Au plan économique, selon la banque mondiale, la récession en Afrique subsaharienne sera entre moins 05,1 % et moins 02,1 %. La banque africaine de développement situe cette récession entre moins 07,% et moins 2,8 %. La commission économique pour l’Afrique, estime pour sa part, une perte de croissance de l’ordre de 1,4 %, soit : 29 milliards de dollars us. L’impact économique de la crise sanitaire est considérable, mais il est plus grave pour des pays dont la consommation repose sur les importations, et c’est le cas du Sénégal. Si les frontières continuaient à être fermées, nous risquerions comme la plupart des pays africains, de connaitre une famine sans précédent.

C’est la raison pour laquelle, notre économie doit être recentrée vers l’autosuffisance sur tous les plans, dans la mesure du possible. Nous devons sortir de cette extraversion économique, et construire une nouvelle vision économique qui réponde réellement aux besoins de nos populations.

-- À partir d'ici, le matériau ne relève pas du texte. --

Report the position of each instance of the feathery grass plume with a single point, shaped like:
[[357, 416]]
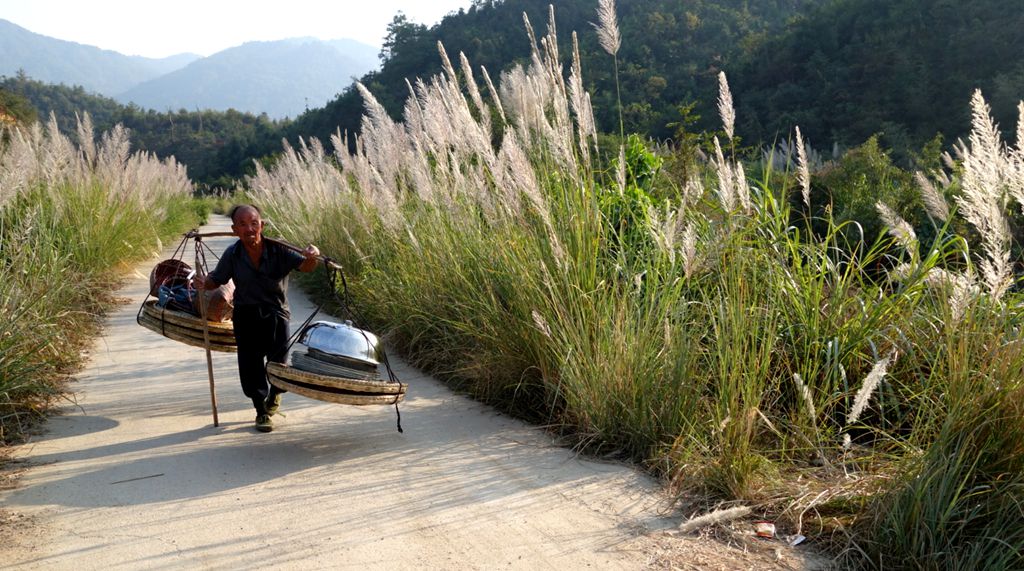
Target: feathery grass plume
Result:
[[474, 92], [742, 188], [607, 27], [494, 94], [867, 388], [664, 226], [610, 40], [382, 140], [725, 108], [726, 187], [541, 322], [803, 170], [805, 394], [688, 249], [897, 227], [984, 195], [962, 289], [580, 100], [692, 189], [1020, 128], [934, 203], [86, 140], [621, 170], [1015, 161]]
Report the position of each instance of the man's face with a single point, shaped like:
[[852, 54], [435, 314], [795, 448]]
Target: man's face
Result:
[[249, 226]]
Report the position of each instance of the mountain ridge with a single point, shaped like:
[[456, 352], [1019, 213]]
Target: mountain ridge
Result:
[[281, 78]]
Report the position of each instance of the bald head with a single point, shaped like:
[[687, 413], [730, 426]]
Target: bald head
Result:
[[241, 210]]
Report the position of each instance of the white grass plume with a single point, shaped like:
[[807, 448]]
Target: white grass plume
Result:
[[867, 388], [898, 227], [726, 185], [803, 170], [984, 196], [725, 108], [607, 27]]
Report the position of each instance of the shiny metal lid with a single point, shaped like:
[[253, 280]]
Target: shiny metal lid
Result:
[[342, 340]]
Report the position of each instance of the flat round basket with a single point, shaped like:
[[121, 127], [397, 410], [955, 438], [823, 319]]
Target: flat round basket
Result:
[[185, 319], [334, 389], [226, 339], [186, 336]]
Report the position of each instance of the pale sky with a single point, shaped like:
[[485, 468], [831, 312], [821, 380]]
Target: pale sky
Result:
[[162, 29]]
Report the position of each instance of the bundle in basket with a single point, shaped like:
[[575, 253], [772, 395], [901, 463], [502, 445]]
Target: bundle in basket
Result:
[[339, 365]]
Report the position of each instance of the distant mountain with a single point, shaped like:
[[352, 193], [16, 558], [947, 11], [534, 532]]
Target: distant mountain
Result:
[[282, 78], [96, 70]]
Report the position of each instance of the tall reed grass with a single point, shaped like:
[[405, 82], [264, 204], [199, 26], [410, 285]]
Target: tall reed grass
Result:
[[72, 216], [704, 327]]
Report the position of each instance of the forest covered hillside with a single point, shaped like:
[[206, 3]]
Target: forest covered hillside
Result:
[[902, 69], [283, 78], [671, 54], [54, 60], [841, 70]]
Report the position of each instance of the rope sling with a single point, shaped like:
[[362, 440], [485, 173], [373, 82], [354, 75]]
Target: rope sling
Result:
[[216, 336]]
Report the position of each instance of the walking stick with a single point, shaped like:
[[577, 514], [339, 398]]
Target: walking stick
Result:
[[206, 334]]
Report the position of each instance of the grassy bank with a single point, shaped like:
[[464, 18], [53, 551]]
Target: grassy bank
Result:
[[74, 216], [728, 330]]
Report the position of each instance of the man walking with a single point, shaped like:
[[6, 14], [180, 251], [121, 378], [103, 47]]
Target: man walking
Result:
[[260, 270]]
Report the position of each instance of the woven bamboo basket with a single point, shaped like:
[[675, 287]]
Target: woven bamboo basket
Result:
[[180, 326], [335, 389], [185, 319]]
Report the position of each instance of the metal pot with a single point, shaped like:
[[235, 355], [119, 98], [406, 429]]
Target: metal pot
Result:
[[342, 340]]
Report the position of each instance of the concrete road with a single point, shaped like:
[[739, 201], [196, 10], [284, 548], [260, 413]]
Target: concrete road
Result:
[[135, 476]]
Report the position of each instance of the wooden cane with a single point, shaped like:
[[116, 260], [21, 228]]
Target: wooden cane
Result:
[[206, 336]]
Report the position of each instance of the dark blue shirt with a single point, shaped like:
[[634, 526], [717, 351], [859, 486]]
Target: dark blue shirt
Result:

Recentrer l’humain dans son écosystème commence certes, par la prise de mesures adéquates au plan national, mais nécessite aussi au plan international des mesures de solidarité. C’est la raison pour laquelle, il faut appuyer le plaidoyer pour l’annulation de la dette des pays africains. Certaines élites doivent se départir du sentiment de complexe d’infériorité et d’un orgueil mal placé. La crise que nous vivons est sans précédent, et nous

ne pouvons pas mesurer exactement son véritable impact sur l’économie, compte tenu de sa durée, que personne ne peut maîtriser. Mieux, il est même souhaitable de demander un plan Marshall post covid-19 pour l’Afrique. Il faut rappeler qu’en 1947, les Etats-Unis avaient lancé le plan Marshall (du nom du secrétaire d’Etat américain de l’époque), pour aider à la reconstruction de l’Europe. Pas moins de seize pays ont ainsi reçu une aide économique. L’Afrique ne demande pas plus, néanmoins, pour des raisons historiques et contemporaines qu’il n’est pas besoin de rappeler ici, elle mérite même plus qu’un plan Marshall.